Full Substance List: Key WES to WEL Changes
The most impactful substance changes span every industry sector. Respirable crystalline silica drops from 0.05 to 0.025 milligrams per cubic metre, a 50 percent reduction affecting construction, mining, quarrying, manufacturing, and foundry operations. Diesel particulate matter receives a formal limit of 0.1 milligrams per cubic metre as elemental carbon for the first time, impacting transport, warehousing, mining, tunnelling, and any enclosed space where diesel equipment operates. Welding fume receives a general inhalable limit of 1.0 milligram per cubic metre, down from 5.0, while manganese fume drops from 1.0 to 0.02 milligrams per cubic metre. Wood dust is halved from 1.0 to 0.5 milligrams per cubic metre. Formaldehyde moves from 1.0 ppm TWA to a 0.3 ppm ceiling value. Isocyanates as MDI drop from 0.02 to 0.005 milligrams per cubic metre. Styrene drops from 50 ppm to 20 ppm. Toluene diisocyanate is reduced by 60 percent. Methylene chloride is halved from 50 to 25 ppm.
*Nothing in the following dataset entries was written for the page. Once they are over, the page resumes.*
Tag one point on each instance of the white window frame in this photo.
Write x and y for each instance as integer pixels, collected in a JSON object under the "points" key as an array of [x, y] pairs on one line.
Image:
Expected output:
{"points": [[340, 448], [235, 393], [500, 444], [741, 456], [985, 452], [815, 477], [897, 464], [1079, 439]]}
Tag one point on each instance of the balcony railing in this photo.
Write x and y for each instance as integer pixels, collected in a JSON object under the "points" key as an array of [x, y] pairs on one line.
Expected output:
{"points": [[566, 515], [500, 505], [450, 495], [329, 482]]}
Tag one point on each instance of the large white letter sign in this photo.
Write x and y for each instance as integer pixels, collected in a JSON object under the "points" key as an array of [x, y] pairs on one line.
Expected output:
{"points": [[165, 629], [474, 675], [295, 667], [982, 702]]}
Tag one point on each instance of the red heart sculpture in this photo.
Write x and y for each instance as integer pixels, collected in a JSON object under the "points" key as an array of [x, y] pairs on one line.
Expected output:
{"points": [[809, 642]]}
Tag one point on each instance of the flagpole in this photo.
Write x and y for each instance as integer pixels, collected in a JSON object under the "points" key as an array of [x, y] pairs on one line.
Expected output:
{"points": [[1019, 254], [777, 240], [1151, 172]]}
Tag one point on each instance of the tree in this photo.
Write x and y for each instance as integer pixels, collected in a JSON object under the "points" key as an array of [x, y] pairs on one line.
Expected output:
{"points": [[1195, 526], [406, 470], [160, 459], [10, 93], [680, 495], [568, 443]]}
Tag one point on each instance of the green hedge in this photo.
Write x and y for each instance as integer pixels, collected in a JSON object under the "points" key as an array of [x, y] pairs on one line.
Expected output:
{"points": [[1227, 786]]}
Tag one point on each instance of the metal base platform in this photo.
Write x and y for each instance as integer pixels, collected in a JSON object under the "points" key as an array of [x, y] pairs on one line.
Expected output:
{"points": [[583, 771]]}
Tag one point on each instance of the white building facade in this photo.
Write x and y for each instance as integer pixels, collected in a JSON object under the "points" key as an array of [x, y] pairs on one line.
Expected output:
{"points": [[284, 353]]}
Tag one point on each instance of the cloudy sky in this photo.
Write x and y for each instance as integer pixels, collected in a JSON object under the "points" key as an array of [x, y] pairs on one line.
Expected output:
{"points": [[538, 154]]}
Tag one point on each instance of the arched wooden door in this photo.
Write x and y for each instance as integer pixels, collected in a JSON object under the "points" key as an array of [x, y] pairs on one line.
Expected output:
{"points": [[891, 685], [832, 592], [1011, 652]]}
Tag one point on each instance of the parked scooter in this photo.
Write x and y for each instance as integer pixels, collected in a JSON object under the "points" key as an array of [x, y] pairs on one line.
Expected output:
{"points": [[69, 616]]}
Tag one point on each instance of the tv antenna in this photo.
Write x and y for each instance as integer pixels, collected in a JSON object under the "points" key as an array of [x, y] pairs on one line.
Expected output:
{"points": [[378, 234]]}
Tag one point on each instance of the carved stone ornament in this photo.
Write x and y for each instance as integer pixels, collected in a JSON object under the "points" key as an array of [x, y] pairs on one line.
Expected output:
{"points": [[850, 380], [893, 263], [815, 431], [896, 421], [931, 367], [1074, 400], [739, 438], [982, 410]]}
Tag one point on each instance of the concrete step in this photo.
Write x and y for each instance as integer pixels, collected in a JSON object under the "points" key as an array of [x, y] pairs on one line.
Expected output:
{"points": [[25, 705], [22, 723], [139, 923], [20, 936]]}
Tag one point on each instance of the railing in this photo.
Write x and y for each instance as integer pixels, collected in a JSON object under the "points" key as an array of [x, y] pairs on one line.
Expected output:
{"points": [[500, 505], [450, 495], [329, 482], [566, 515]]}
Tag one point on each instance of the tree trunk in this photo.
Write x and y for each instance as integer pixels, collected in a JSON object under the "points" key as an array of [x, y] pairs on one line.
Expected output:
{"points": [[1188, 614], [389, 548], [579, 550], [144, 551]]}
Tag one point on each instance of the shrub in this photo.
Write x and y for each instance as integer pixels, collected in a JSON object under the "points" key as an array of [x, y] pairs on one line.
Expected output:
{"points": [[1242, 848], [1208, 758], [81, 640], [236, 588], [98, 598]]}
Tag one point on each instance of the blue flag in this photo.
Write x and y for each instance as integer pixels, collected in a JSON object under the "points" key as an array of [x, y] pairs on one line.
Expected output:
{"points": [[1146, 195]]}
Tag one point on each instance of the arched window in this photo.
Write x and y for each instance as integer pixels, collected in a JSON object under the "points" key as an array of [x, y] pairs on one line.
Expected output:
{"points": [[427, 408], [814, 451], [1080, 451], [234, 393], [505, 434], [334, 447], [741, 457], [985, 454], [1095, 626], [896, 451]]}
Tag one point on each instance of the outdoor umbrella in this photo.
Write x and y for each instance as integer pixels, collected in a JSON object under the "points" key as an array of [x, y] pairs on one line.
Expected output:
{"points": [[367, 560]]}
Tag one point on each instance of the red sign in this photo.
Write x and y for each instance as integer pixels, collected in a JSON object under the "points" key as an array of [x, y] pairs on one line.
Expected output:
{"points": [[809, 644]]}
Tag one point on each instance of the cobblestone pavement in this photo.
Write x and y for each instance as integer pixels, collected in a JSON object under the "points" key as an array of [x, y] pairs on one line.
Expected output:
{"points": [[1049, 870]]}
Each reduction reflects evidence that the previous standard did not adequately protect worker health.
Industry Impact Analysis
The construction sector faces the broadest impact because silica, diesel particulate, wood dust, welding fume, and formaldehyde are all routine exposures across multiple trades. Metal fabrication and manufacturing are heavily affected by the welding fume, manganese, and isocyanate reductions. The automotive repair and spray painting sector must address isocyanate, solvent, and chromium changes. Mining and quarrying face silica and diesel particulate reductions that will require ventilation upgrades in underground operations and enclosed processing areas. The printing industry encounters solvent reductions including toluene, xylene, and methylene chloride. Laboratories and healthcare face formaldehyde and glutaraldehyde changes. Food manufacturing must address flour dust and cleaning chemical exposure limits. The common thread across all industries is that businesses which currently operate near the existing WES values will almost certainly exceed the new WELs without intervention. The question is not whether controls are needed but how quickly they can be designed, procured, and commissioned before the December 2026 deadline.